Daria/Jane, ~760 words 19 minutes
From my happy alternate esteemsters ‘verse, for Year of the OTP June: “I can’t get you out of my head.” This follows directly from the last installment in this series.
*
Daria’s virtue is not safe at Jane’s.
Like any daughter trying at least vaguely to follow rules set by her parents, she does, in fact, prepare to bunk down in a bedroom that isn’t Jane’s. She’s in Wind’s instead, two doors over but it feels a continent away, when she’s lying on her back in bed, staring at the shadows the tree branches, caught in the streetlamp outside, make on the ceiling. She’s in one of Jane’s oversized band tees and a pair of borrowed shorts that aren’t really her size, and she keeps running her hand over the fabric of Jane’s clothes like that’s a substitute for being in bed with her again. This is silly. This is a farce, like playing a role. She should be in Jane’s room, even on the floor. She pulls her shirt up by the collar, over her face, but it smells more like Jane’s laundry detergent than like Jane.
Not tired, but thirsty, she gets up and wanders her way to the bathroom, in between the two bedrooms, where she drinks water from the sink out of her cupped hands. She doesn’t have her glasses. Her face looks blurry in the mirror, even this close.
Then instead of going back to Wind’s room, with its walls each painted a different color and its short shelf of self-help books, she turns in the other direction and she goes to Jane’s. The door’s halfway open anyway. When she peers in, she sees the bedside lamp is on.
“Psst.” She whispers through the doorway, still loud enough to hear. “Lane. You awake?”
Jane sits up a little straighter and looks up. She’d been half-up, hunched over her pillows, possibly reading something by the near light. It’s hard to tell in the shadow, but Daria thinks she might be smiling.
“Get in here Morgendorffer,” she answers, not a whisper at all, and Daria slips inside and closes the door behind her.

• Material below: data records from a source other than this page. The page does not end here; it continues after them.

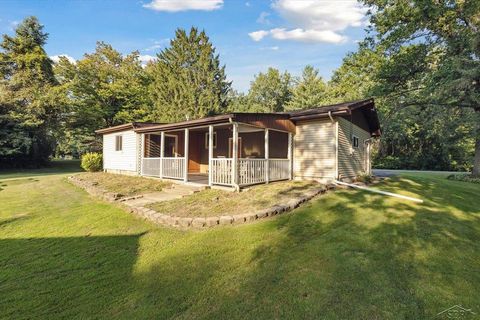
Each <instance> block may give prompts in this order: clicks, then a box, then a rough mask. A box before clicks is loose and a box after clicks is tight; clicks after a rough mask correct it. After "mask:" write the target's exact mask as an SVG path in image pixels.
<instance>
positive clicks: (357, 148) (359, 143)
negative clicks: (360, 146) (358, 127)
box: [352, 135, 360, 149]
mask: <svg viewBox="0 0 480 320" xmlns="http://www.w3.org/2000/svg"><path fill="white" fill-rule="evenodd" d="M355 140H356V142H357V143H356V145H355ZM352 147H353V148H355V149H359V148H360V138H359V137H357V136H356V135H352Z"/></svg>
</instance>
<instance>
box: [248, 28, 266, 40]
mask: <svg viewBox="0 0 480 320" xmlns="http://www.w3.org/2000/svg"><path fill="white" fill-rule="evenodd" d="M269 33H270V31H266V30H258V31H254V32H250V33H249V34H248V35H249V36H250V38H252V39H253V41H260V40H262V39H263V38H265V37H266V36H268V34H269Z"/></svg>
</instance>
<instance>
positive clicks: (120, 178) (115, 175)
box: [77, 172, 171, 196]
mask: <svg viewBox="0 0 480 320" xmlns="http://www.w3.org/2000/svg"><path fill="white" fill-rule="evenodd" d="M77 178H80V179H82V180H87V181H90V182H94V183H96V184H97V185H98V186H99V187H101V188H103V189H105V190H107V191H109V192H114V193H119V194H121V195H122V196H134V195H139V194H142V193H146V192H155V191H162V189H163V188H166V187H169V186H170V185H171V183H169V182H166V181H160V180H158V179H149V178H143V177H135V176H127V175H121V174H112V173H104V172H85V173H82V174H79V175H77Z"/></svg>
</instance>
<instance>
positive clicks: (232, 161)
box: [228, 117, 240, 192]
mask: <svg viewBox="0 0 480 320" xmlns="http://www.w3.org/2000/svg"><path fill="white" fill-rule="evenodd" d="M228 122H229V123H231V124H232V125H233V124H234V122H233V120H232V118H231V117H230V118H228ZM237 135H238V132H237ZM233 144H234V143H233V137H232V146H233ZM234 152H235V153H236V154H238V142H237V150H232V162H233V161H234V159H235V157H234V156H233V153H234ZM232 168H235V170H236V171H237V173H236V174H237V179H238V163H237V164H236V165H235V166H233V165H232ZM232 180H233V181H232V186H233V188H234V189H235V191H237V192H239V191H240V185H239V184H238V183H236V181H235V179H232Z"/></svg>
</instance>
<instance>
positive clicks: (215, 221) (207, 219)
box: [205, 217, 219, 227]
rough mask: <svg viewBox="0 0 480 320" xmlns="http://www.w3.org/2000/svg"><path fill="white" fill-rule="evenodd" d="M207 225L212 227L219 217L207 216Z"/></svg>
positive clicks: (217, 219)
mask: <svg viewBox="0 0 480 320" xmlns="http://www.w3.org/2000/svg"><path fill="white" fill-rule="evenodd" d="M205 223H206V225H207V227H213V226H216V225H217V224H219V218H218V217H209V218H207V219H206V221H205Z"/></svg>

She almost steps on some clay left on the floor, and stubs her toe against the easel, but eventually, she bumps up against the mattress on the far side of the room. Jane is pulling her in before she can quite get her legs to work. She ends up half-falling on her ass as she scrambles under the covers.
And then Jane is holding her so close and so warm, the silhouette of her outlined by the light behind her, her hands gently pulling the blanket up over them both.
Jane’s legs tangled up with her legs.
Jane’s mouth on her mouth, soft and slow.
Jane’s arm around her waist, hand splayed steady against the center of her back.
Jane’s body pressed against hers, Daria’s hand fisting into the fabric of her shirt like she just needs to hold on, needs her this close—
The kiss neither breaks nor gets deeper or wilder, just stays a low and steady thrum between them, but neither one will break it or let go. Kissing Jane is like breathing. Matching the working of her lungs to the kiss, or the other way around, or both at once. Feeling Jane in the rhythm of her lungs and her heart, caught up in the warmth of her body heat, the shape of her, the feel of the bare skin of her legs and the softness of her.
When they part, it’s barely parting. Jane’s breath warm puffs of her air against her lips. She feels the way Jane swallows, more than she hears it, and she can barely see anything at all in this poor light.
Her name, when Jane says it, sounds like a sigh. “Daria.”
“Jane.” She licks her lips, she tries to catch her breath.
“Couldn’t sleep either?”
“Barely tried.”
“Me neither. I’ve been thinking about you.”
“Me too.” She kisses Jane again, not as long this time, but with more pressure, more insistence and need. “I couldn’t get you out of my head.”
“Can never get you out of my head.”
“Mmmf—” The sigh, the hum of agreement, gets cut off in another kiss, and Jane’s mouth gently sucking on Daria’s bottom lip. She doesn’t care. Her thoughts are a haze—maybe she’s more tired than she thought—and she just sinks into it, just lets herself sink. Jane presses a little closer, presses her back into the pillows. She reaches up and tangles her fingers up in Jane’s hair, and in the quiet and the dark and the middle of the night, she thinks she could not possibly stand to be anywhere but here.